Author: T. Patrick Culbert
Publisher: Smithsonian Books (DC)
Published: 1993
Total Pages: 168
ISBN-13:
DOWNLOAD EBOOK →Describes the history and culture of the Mayan Indians.
Author: Francisco Estrada-Belli
Publisher: Routledge
Published: 2010-11-08
Total Pages: 192
ISBN-13: 1136882499
DOWNLOAD EBOOK →When the Maya kings of Tikal dedicated their first carved monuments in the third century A.D., inaugurating the Classic period of Maya history that lasted for six centuries and saw the rise of such famous cities as Palenque, Copan and Yaxchilan, Maya civilization was already nearly a millennium old. Its first cities, such as Nakbe and El Mirador, had some of the largest temples ever raised in Prehispanic America, while others such as Cival showed even earlier evidence of complex rituals.
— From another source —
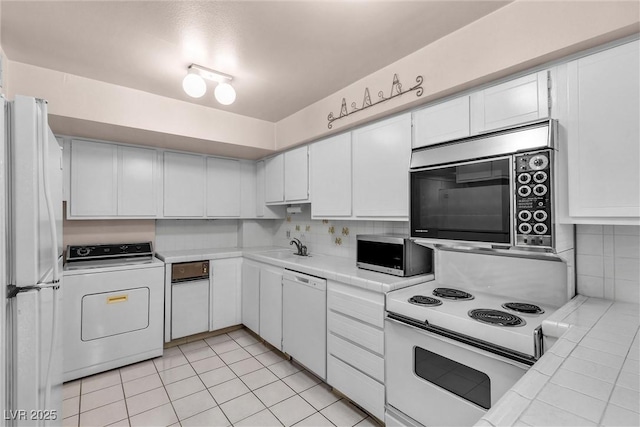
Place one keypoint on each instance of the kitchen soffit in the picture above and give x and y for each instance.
(284, 55)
The reality of this Preclassic Maya civilization has been documented by scholars over the past three decades: what had been seen as an age of simple village farming, belatedly responding to the stimulus of more advanced peoples in highland Mesoamerica, is now know to have been the period when the Maya made themselves into one of the New World's most innovative societies. This book discusses the most recent advances in our knowledge of the Preclassic Maya and the emergence of their rainforest civilization, with new data on settlement, political organization, architecture, iconography and epigraphy supporting a contemporary theoretical perspective that challenges prior assumptions.
Author: Victoria Schlesinger
Publisher: University of Texas Press
Published: 2001
Total Pages: 380
ISBN-13: 9780292777606
DOWNLOAD EBOOK →A growing interest in all things Maya brings an increasing number of visitors to prehistoric Maya ruins and contemporary Maya communities in Guatemala, Belize, El Salvador, western Honduras, the Yucatán Peninsula, and the southern areas of Chiapas and Tabasco, Mexico. For these visitors and indeed everyone with an interest in the Maya, this field guide highlights nearly 100 species of plants and animals that were significant to the ancient Maya and that continue to inhabit the Maya region today. Drawing from the disciplines of biology, ecology, and anthropology, Victoria Schlesinger describes each plant or animal's habitat and natural history, identifying characteristics (also shown in a black-and-white drawing), and cultural significance to the ancient and contemporary Maya. An introductory section explains how to use the book and offers a concise overview of the history, lifeways, and cosmology of the ancient Maya. The concluding section describes the collapse of ancient Maya society and briefly traces the history of the Maya region from colonial times to the present.
Author: Lewis Spence
Publisher: New York : AMS Press
Published: 1908
Total Pages: 80
ISBN-13:
DOWNLOAD EBOOK →Author: James John Aimers
Publisher: University Press of Florida
Published: 2013-01-20
Total Pages: 311
ISBN-13: 0813042577
DOWNLOAD EBOOK →The ancient Maya produced a broad range of ceramics that has attracted concerted scholarly attention for over a century. Pottery sherds--the most abundant artifacts recovered from sites--reveal much about artistic expression, religious ritual, economic systems, cooking traditions, and cultural exchange in Maya society. Today, nearly every Maya archaeologist uses the type-variety classificatory framework for studying sherd collections. This impressive volume brings together many of the archaeologists signally involved in the analysis and interpretation of ancient Maya ceramics and represents new findings and state-of-the-art thinking. The result is a book that serves both as a valuable resource for archaeologists involved in pottery classification, analysis, and interpretation and as an illuminating exploration of ancient Mayan culture.